At one of the first overseas demonstrations to get underway Saturday, more than 100 Venezuelans in Australia rallied in Sydney, waving national flags and balloons.

“This is a strong message to our people in Venezuela. We are with you, and we want the world to listen what we are saying,” said protest organizer Rina Rivas.

Thousands more protested in various cities of Spain, host to about 280,000 of the nearly eight million Venezuelans to have fled their country as the economy collapsed on the watch of Maduro, in office since 2013.

“My family is in Venezuela and I want it to be a free country, that there be opportunities,” Darwin Linares, a 23-year-old who has been living in Europe for six years told AFP in Madrid.

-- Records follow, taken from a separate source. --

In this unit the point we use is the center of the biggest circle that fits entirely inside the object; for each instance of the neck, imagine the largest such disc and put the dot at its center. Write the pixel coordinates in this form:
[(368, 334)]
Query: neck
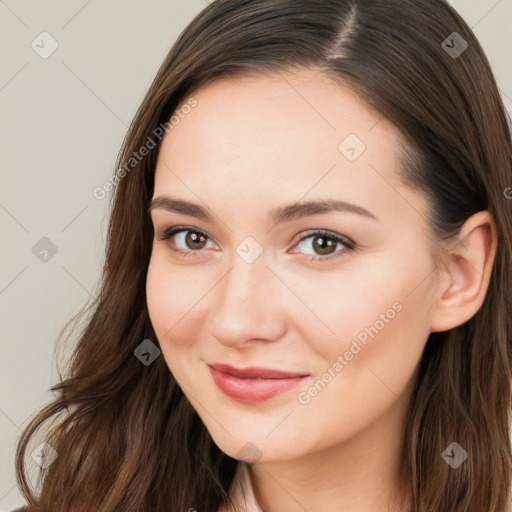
[(361, 473)]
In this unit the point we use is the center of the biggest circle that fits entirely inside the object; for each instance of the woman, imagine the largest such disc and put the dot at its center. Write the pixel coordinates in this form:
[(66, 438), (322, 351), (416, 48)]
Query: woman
[(306, 301)]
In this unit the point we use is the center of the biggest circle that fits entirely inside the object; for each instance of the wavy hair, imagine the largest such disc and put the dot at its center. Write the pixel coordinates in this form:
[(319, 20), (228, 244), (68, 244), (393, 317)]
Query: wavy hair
[(126, 436)]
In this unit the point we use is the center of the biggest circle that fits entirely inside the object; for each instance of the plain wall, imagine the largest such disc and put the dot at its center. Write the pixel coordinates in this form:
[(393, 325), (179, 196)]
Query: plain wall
[(62, 121)]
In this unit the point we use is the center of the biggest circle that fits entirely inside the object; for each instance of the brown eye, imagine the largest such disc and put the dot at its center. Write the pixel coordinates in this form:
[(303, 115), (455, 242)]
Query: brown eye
[(195, 240), (324, 245)]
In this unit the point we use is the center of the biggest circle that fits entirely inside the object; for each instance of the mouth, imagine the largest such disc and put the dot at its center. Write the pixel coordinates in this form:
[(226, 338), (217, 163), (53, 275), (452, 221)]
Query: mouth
[(254, 384)]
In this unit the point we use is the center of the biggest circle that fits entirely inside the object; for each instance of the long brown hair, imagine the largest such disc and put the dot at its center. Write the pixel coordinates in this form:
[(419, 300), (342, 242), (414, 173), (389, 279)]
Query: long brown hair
[(127, 438)]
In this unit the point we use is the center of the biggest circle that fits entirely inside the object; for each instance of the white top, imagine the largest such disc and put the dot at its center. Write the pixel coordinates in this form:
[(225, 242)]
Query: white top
[(241, 491)]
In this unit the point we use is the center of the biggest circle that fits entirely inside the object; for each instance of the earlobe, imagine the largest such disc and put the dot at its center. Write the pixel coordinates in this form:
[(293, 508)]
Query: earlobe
[(466, 273)]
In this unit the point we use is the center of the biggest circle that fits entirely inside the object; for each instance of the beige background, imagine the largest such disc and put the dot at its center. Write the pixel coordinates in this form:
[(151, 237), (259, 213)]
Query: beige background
[(62, 121)]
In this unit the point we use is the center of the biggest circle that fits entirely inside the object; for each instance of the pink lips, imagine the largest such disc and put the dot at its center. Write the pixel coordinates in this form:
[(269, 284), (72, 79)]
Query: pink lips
[(253, 384)]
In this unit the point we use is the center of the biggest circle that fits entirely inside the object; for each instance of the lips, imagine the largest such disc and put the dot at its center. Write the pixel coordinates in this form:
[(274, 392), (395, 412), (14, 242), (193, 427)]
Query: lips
[(254, 384), (256, 372)]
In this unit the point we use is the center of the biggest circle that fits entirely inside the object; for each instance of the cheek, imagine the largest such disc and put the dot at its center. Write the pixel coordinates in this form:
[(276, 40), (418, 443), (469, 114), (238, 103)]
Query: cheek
[(171, 294)]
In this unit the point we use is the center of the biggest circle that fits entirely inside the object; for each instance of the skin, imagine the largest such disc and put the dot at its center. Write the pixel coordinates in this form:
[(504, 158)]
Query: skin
[(257, 142)]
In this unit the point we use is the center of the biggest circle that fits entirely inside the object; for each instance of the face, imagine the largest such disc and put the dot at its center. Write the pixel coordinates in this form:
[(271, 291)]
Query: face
[(340, 296)]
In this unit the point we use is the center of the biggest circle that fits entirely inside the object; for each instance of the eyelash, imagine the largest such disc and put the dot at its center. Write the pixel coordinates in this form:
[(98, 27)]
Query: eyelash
[(348, 244)]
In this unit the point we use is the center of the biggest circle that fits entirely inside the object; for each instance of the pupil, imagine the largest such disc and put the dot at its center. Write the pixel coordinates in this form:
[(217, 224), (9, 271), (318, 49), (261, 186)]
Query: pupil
[(324, 245), (194, 238)]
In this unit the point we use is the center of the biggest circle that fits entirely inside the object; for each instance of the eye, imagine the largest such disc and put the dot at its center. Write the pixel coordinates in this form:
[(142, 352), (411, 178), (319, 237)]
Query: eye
[(325, 243), (192, 239)]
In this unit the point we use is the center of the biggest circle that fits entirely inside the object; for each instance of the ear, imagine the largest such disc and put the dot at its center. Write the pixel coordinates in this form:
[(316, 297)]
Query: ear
[(466, 272)]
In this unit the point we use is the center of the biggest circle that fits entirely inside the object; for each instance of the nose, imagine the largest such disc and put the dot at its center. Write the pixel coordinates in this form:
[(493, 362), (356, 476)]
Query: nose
[(249, 304)]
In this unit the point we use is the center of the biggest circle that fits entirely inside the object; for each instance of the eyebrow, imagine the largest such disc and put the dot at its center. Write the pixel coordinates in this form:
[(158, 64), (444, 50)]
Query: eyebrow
[(276, 215)]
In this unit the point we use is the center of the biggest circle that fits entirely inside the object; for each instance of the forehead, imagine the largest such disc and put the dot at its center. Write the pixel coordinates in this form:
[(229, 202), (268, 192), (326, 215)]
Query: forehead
[(277, 138)]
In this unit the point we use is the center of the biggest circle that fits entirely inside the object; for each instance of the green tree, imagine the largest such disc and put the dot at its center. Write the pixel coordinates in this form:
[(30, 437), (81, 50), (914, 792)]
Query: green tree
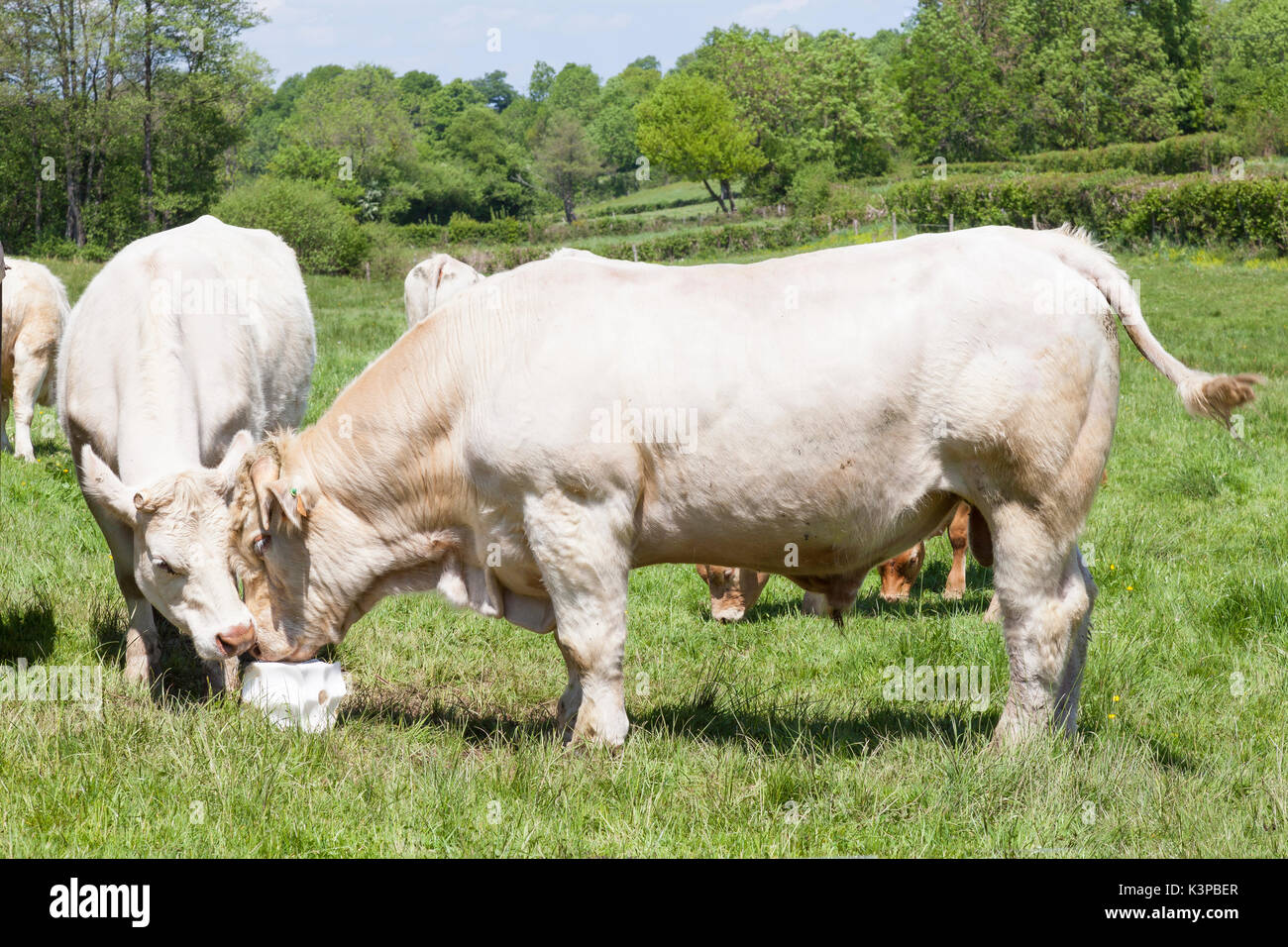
[(954, 99), (542, 77), (690, 125), (566, 159), (613, 129), (575, 89), (1250, 71), (494, 90)]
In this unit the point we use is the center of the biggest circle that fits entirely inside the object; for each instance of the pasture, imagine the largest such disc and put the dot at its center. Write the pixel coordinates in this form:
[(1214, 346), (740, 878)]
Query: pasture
[(771, 737)]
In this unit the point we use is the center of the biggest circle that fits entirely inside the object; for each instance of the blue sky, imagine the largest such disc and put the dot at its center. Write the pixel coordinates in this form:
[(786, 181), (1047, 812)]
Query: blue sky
[(450, 39)]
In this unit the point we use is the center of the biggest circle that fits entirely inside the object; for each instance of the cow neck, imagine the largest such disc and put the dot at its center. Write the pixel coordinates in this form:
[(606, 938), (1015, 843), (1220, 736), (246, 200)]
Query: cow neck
[(387, 450), (160, 420)]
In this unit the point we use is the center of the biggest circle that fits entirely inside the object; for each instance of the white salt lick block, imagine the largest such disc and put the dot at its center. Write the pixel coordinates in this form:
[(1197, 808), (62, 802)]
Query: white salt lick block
[(304, 694)]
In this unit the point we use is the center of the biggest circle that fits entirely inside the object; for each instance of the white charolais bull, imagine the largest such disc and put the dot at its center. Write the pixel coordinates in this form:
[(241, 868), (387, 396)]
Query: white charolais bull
[(35, 309), (187, 344), (845, 401), (432, 282)]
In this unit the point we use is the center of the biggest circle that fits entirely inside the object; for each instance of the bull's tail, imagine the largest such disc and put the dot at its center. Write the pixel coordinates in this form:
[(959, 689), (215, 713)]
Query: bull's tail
[(1202, 394)]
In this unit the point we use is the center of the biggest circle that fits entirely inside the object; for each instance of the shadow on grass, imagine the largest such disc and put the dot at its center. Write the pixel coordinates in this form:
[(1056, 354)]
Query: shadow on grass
[(717, 712), (707, 716), (26, 626)]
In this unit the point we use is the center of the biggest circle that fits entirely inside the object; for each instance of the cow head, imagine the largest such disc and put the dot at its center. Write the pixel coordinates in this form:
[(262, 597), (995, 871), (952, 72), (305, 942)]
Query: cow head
[(900, 574), (180, 535), (434, 281), (733, 590)]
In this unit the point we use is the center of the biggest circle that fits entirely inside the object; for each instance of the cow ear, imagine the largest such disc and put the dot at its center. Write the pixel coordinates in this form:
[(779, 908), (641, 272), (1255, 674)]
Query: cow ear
[(296, 501), (227, 470), (263, 472), (104, 487)]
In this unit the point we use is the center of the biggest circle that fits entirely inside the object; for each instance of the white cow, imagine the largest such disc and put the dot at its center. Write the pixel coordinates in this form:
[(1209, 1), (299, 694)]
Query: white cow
[(432, 282), (185, 344), (35, 309), (810, 416)]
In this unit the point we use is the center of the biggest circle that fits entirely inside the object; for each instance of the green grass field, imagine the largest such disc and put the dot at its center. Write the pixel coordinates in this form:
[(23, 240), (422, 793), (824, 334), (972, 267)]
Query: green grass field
[(765, 738)]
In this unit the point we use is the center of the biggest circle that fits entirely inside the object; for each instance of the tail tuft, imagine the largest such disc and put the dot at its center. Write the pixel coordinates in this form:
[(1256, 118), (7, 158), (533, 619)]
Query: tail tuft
[(1216, 395)]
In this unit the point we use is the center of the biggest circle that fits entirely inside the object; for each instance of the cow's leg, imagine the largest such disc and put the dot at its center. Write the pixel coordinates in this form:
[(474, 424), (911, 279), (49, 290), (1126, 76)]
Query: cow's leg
[(1070, 682), (4, 421), (958, 535), (583, 551), (1046, 608), (29, 377), (995, 611), (814, 603), (837, 600), (142, 643)]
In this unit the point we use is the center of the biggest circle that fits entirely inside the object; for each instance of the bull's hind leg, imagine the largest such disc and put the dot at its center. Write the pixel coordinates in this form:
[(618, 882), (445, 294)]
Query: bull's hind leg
[(583, 551), (29, 377), (958, 535), (1046, 595)]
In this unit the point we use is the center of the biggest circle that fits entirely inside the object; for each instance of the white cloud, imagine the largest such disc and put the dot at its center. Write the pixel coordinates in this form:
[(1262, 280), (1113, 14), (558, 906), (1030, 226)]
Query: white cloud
[(759, 13)]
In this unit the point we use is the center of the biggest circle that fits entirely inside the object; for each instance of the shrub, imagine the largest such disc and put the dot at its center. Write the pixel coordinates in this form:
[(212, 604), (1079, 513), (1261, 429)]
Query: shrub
[(810, 187), (322, 232), (1192, 209)]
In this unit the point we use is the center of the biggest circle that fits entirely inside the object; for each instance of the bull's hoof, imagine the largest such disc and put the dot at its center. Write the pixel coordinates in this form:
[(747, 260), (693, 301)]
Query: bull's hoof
[(995, 611)]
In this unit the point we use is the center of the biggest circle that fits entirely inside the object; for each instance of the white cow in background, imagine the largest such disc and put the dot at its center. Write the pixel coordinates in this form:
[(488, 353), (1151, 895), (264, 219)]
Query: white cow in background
[(432, 282), (35, 309), (184, 346)]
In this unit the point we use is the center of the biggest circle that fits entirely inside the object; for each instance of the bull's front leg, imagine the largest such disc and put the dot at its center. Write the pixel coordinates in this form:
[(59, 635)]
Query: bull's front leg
[(583, 551), (142, 643), (4, 420)]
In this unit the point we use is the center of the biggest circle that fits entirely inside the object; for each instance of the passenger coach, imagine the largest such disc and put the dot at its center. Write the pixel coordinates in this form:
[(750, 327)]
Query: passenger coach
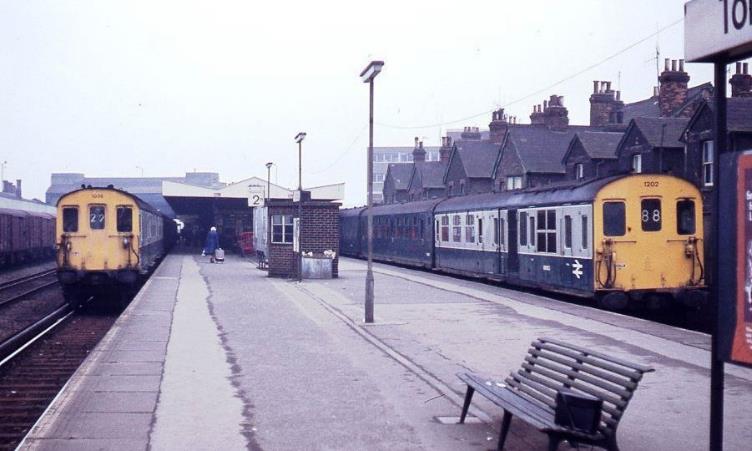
[(109, 241)]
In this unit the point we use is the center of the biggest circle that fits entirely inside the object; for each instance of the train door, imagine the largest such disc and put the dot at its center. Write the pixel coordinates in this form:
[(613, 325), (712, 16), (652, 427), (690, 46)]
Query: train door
[(513, 259)]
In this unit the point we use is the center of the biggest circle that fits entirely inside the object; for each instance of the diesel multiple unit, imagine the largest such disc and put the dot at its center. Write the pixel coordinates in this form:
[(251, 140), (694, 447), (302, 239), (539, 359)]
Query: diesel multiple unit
[(614, 239), (108, 241)]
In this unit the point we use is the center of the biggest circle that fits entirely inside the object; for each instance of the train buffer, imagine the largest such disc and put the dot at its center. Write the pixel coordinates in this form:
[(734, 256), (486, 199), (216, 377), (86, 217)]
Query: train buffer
[(552, 366)]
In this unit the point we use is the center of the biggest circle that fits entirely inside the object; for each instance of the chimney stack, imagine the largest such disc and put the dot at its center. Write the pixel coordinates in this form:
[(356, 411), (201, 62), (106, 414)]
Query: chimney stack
[(446, 149), (672, 93), (604, 105), (555, 115), (498, 126), (419, 154), (741, 81)]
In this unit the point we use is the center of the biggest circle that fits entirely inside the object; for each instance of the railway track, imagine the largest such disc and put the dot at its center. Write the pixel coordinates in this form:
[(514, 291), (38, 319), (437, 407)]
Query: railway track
[(25, 286), (38, 362)]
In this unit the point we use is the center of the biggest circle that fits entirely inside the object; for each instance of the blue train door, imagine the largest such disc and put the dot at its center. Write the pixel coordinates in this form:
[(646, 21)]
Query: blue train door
[(513, 260)]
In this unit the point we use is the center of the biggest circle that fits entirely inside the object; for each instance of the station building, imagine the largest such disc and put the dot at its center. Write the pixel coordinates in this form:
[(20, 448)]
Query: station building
[(199, 200)]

There were also opposition rallies in Belgium, Colombia and Mexico, among others.

– ‘Very unpleasant’ –

Maduro’s victory claim has been rejected by the United States, the European Union and several Latin American countries.

But thousands of his supporters gathered in Caracas and other cities Saturday.

“The Venezuelan people have suffered too many blockades, too many attacks and this new attack we are going to beat,” 46-year-old community leader Aurimar Nieves told AFP, referring to US sanctions.

Carmen Bolivar, a 63-year-old seamstress, described the opposition’s insistence that is has irrefutable proof of victory as “pure lies.”

The CNE says it has been unable to release the results due to a “cyber terrorist attack” on its systems, though the Carter Center observer mission said there was no evidence for such a claim.

The opposition says it has access to 80 percent of paper ballots cast, which show that Gonzalez Urrutia won handily.

Maduro’s previous reelection in 2018 was also rejected by the United States, European Union and several Latin American countries.